Fat Necrosis — The areas where fat is transferred to and from may experience fat compromise or fat death that can lead to surface irregularities or result in fat calcification and produce areas of palpable firmness, “bumps”. Additional surgery to remove areas of fat necrosis may be necessary. This may result in contour irregularities.
Skin Loss (Skin Death) — This is a rare occurrence. The skin about the site of surgery or at the incision site may become necrotic or ‘die’. When this happens, skin may change color and slough off. If it is not a full thickness injury the skin will grow back, otherwise a wound will form and heal slowly. This may require further surgical and medical management.
Contour Asymmetry — The two halves of the body are never symmetric. Therefore, following fat transfers, these asymmetries may persist and appear as difference between the contour and volume of the two sides.

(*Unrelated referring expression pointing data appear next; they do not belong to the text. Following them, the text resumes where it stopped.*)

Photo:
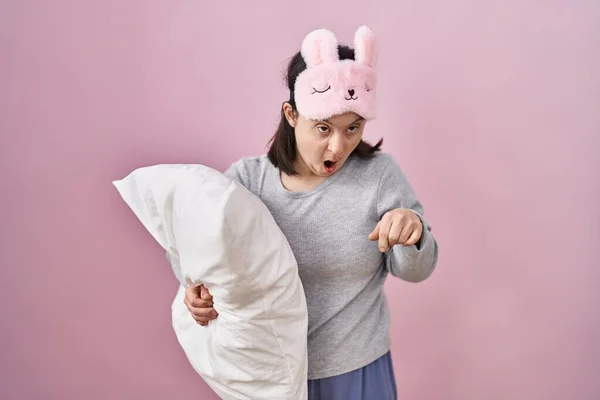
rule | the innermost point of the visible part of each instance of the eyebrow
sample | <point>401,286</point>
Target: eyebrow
<point>359,119</point>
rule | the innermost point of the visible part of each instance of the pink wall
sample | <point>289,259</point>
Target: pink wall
<point>491,107</point>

Long Term Effects — Subsequent changes in the shape or appearance of the area where the fat was removed or placed will occur as the results of aging, weight loss or gain, or other circumstance not related to the fat transfer procedures.
Fatty Cyst Formation — The transferred fat may form small fat clumps or oil cysts. This may interfere with the interpretation of future radiologic studies of breasts, and rarely, may need to be aspirated or removed.
Fat Transfers to Breast — Fat transfers have been widely used to improve the appearance of breast reconstruction. There are some potential concerns with regard to breast cancer detection. Since the transferred fat may become firm and cause lumps, it may be necessary to have radiological studies performed to be sure these lumps are not due to cancer. However, there is presently evidence nor nor reason to believe that fat transfer procedures may cause breast cancer.